Abstract:
The invention disclosed is a method and test kit for the non-destructive detection of infestation of live conifer trees by invasive wood boring insects having a specific established fungal associate. The method involves identifying an infested tree, providing a probe for collecting viable fungal spore samples and matching the spore sample with a known insect.

Description:
[0001]     This application claims priority on U.S. Provisional Application 60/605,522 which was filed Aug. 31, 2004 
     
    
     BACKGROUND OF THE INVENTION  
       [0002]     This invention relates to a method and test kit for the non-destructive detection of infestation of live conifer trees by invasive wood boring insect species.  

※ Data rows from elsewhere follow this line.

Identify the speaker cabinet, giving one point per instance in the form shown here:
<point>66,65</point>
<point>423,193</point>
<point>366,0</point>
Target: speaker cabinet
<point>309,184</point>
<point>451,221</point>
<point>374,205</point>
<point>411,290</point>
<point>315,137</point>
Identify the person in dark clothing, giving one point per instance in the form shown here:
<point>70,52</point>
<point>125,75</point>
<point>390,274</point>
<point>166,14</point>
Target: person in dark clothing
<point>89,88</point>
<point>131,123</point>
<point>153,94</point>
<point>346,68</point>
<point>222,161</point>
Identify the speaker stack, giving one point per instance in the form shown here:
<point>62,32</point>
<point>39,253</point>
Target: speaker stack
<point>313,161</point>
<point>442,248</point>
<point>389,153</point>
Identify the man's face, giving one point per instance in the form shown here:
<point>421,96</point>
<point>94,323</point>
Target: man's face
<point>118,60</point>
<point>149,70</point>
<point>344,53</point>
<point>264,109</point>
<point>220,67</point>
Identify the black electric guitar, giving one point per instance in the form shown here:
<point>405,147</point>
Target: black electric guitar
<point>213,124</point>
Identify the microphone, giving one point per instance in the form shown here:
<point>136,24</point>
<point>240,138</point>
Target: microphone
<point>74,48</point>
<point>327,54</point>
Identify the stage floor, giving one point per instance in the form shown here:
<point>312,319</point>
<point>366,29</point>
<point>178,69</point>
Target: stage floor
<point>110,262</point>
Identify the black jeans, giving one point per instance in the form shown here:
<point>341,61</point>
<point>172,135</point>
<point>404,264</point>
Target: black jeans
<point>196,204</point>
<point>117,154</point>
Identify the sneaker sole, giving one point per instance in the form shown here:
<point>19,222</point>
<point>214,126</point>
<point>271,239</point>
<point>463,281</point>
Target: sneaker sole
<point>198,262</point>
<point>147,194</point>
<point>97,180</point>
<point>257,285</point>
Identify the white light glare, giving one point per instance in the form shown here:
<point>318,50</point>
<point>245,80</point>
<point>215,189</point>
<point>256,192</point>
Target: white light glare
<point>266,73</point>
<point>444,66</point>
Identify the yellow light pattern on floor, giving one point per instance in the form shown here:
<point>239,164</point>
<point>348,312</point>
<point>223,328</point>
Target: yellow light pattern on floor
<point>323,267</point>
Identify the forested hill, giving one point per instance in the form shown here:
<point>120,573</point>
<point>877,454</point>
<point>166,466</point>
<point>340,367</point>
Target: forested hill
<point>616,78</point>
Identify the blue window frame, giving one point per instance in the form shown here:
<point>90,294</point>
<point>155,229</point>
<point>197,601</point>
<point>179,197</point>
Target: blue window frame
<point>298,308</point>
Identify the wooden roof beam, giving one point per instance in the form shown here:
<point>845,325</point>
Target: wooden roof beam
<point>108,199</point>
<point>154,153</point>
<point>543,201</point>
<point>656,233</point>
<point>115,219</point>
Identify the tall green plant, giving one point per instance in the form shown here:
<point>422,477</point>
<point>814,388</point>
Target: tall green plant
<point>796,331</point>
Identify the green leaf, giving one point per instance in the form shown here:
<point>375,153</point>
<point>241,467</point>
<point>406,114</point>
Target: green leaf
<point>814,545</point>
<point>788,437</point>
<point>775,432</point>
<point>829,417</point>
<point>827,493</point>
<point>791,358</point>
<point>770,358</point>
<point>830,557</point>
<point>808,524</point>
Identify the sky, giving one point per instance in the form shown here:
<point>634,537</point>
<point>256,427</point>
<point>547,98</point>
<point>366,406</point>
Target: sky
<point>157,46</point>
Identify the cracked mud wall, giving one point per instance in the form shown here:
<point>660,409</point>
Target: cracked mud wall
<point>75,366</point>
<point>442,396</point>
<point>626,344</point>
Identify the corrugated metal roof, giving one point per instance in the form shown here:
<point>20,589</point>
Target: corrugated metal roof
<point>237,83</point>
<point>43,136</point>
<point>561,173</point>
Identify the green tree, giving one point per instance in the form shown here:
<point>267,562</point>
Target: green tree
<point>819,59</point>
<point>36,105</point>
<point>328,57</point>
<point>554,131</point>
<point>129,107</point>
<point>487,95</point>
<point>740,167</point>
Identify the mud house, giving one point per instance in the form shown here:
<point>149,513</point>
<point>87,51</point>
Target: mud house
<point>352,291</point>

         [0003]     The early detection and accurate delineation of a quarantine invasive species is critical to Regulatory Programs. The earliest detection of an invasive species is by confirmation of its presence in or on the living host tree. This is particularly challenging at locations where the infestation is at low, endemic levels.  
         [0004]     Current (conventional) methods may result in false negatives and may require destructive sampling by the removal of bark or cutting the tree to procure a wood sample(s).  
         [0005]     Currently, detection of the invasive species on the tree relies entirely on hand picking suspects that are visible on the trunk of the tree. The detection of the invasive species on the host tree by hand picking of the pest is seasonal and restricted to a very narrow time frame of a few weeks. It is time and labour intensive and limited to suspects within the field of vision, so if a suspect is not in the field of vision of the inspector, a false negative may result. If the tree is infested and not cut, it becomes the source of a subsequent infestation, and this does not meet the objective of the Regulatory Program.  
         [0006]     The detection of a life stage of the invasive species in the tree is less seasonally dependent, but it is time and labour intensive and destructive to the suspect tree. The tree may subsequently prove to have been free of the pest (false positive). Although the objectives of the Regulatory Program may have been met, the unnecessary cutting of healthy, uninfested trees is generally unacceptable, as it can be the source of strong public objection or result in legal issues.  
         [0007]     Pivotal to the success of the present invention is an understanding of both the morphology of the exit hole in the tree from which the adult insect emerges and the intricacies of the design of the connected exit tunnel and pupal cell in the wood. This construction is excavated by the prepupal larva, which has ceased feeding and producing frass. The result is a clean, moist, wood environment highly suitable to the proliferation of fungal fruiting bodies bearing spores during larval, pupal, and adult insect occupation. Fungal spores are borne on the dense hairs on the body of the emerging adult insect, which becomes a vector for the fungus infection of further trees.  
         [0008]     The invasive quarantine species  Tetropium fuscum  (Fabr.), the brown spruce longhorn beetle (BSLB), is an example of such invasive wood boring insect species, and follows this scenario, and live spores of the associated blue-stain fungus,  Ophiostoma tetropii , have been isolated consistently on selective media from  T. fuscum  pupal cells and from the living insect (Smith and Harrison, unpublished data) and the presence of this fungus is therefore considered a positive indicator of the presence of its insect vector (Harrison et al, 2004 1 ).  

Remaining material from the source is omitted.